2.1    Voor de beoordeling van de klacht wordt, gelet op de stukken en hetgeen ter zitting is verklaard, van de volgende vaststaande feiten uitgegaan.

2.2    Vanaf begin mei 2019 heeft verweerder klaagsters vader bijgestaan in een zaak die tot zijn onder curatelestelling moest leiden. Klaagsters vader heeft op 6 mei 2019 een daartoe strekkende opdrachtbevestiging getekend.

2.3    Op 7 mei heeft verweerder een verweerschrift tevens inhoudende een zelfstandig verzoek (tot het benoemden van een mentor) ingediend namens de vader.

2.4    Op 8 mei 2019 heeft een zitting plaats gevonden. Bij beschikking van 8 mei 2019 heeft de rechtbank Noord-Nederland het verzoek tot ondercuratelestelling voor zes maanden aangehouden en een mentorschap uitgesproken.

2.5    Op 13 augustus 2019 heeft de rechtbank de ondercuratelestelling van vader uitgesproken.

2.6    Klaagsters vader is op 10 oktober 2019 overleden.
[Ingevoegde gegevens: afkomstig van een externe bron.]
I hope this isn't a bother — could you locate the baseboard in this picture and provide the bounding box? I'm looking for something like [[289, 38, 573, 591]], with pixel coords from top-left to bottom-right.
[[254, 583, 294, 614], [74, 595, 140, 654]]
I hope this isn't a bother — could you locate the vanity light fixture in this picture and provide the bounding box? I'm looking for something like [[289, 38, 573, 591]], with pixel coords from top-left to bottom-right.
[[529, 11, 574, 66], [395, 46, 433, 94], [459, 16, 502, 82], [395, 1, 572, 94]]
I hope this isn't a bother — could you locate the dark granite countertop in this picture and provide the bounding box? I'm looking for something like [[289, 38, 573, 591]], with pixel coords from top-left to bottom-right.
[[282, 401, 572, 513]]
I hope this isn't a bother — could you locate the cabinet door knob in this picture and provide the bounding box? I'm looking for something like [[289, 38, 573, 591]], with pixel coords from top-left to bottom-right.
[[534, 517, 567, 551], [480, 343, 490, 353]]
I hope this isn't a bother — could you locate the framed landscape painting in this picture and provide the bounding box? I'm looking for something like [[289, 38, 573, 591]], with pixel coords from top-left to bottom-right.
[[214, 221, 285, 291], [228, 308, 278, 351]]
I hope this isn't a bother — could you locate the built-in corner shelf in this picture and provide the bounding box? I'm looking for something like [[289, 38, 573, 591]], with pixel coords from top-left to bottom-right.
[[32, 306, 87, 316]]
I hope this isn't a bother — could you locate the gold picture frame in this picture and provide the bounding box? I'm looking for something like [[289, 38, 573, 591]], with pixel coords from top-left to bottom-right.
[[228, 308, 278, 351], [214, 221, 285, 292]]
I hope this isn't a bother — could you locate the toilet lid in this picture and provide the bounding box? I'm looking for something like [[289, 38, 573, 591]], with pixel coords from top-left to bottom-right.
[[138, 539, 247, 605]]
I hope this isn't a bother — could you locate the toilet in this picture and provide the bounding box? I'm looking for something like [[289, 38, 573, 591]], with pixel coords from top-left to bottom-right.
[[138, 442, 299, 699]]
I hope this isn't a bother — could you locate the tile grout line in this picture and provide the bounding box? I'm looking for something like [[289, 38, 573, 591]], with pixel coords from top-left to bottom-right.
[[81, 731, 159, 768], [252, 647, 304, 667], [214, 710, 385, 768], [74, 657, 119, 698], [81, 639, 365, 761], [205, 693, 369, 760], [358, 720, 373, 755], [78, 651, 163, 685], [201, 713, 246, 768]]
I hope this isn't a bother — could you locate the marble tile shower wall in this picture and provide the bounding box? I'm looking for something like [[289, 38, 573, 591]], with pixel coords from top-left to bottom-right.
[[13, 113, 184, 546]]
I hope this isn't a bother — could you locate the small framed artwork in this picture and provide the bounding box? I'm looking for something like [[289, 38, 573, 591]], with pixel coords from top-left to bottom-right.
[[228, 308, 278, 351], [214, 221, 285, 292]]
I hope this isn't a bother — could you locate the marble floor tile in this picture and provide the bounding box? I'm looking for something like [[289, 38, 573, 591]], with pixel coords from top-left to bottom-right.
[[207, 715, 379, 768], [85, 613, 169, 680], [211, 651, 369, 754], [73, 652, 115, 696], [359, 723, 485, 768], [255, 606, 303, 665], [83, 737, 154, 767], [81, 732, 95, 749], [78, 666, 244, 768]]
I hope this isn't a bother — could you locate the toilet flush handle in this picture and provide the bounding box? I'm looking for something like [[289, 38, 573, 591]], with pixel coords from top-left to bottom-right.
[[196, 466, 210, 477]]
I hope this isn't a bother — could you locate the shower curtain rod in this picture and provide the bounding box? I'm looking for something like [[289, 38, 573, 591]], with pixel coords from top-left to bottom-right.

2.7    Klaagster is bij notariële volmacht van 15 november 2015 gemachtigd te handelen namens haar vader

“als ik dat zelf niet meer kan”.

3    KLACHT

3.1    De klacht houdt, zakelijk weergegeven, in dat verweerder tuchtrechtelijk verwijtbaar heeft gehandeld als bedoeld in artikel 46 Advocatenwet doordat verweerder:

a)    het belang van klaagsters vader onvoldoende heeft behartigd waardoor op 8 mei 2019 het mentorschap is uitgesproken en hij vervolgens op 13 augustus 2019 onder curatele is gesteld;

b)    niet met klaagster noch met haar vader heeft overlegd over de processtukken terwijl klaagster op grond van een notariële volmacht van 18 december 2015 gemachtigde van haar vader was.

 

4    VERWEER

4.1    Klaagster dient niet-ontvankelijk te worden verklaard vanwege het ontbreken van een rechtstreeks en persoonlijk belang.

Ad klachtonderdeel a)

4.2    Verweerder heeft de belangen van klaagsters vader naar behoren heeft behartigd. Hij heeft op 6 mei 2019 met klaagsters vader gesproken en op grond daarvan een verweerschrift opgesteld. Klaagsters vader is door toedoen van verweerder bij de behandeling van het verweerschrift aanwezig geweest. Klaagsters vader was op dat moment wilsbekwaam.

Ad klachtonderdeel b)

4.3    De notariële volmacht is komen te vervallen door de beschikking van 13 augustus 2019 waarbij klaagsters vader onder curatele is gesteld. En na het overlijden van vader is de volmacht op grond van artikel 3:72 sub a BW geëindigd.

 

5    BEOORDELING

5.1    De raad dient allereerst te beoordelen of verweerders beroep op niet-ontvankelijkheid moet worden gehonoreerd. Verweerder heeft betoogd dat klaagster niet rechtstreeks en persoonlijk in haar belang is geschaad. Als leidraad bij de beoordeling van dit verweer dient het in de Advocatenwet neergelegde voorschrift dat niet eenieder een klacht kan in dienen tegen een advocaat doch slechts diegene die door het handelen of nalaten waarover wordt geklaagd rechtstreeks in zijn belang is of kan worden getroffen.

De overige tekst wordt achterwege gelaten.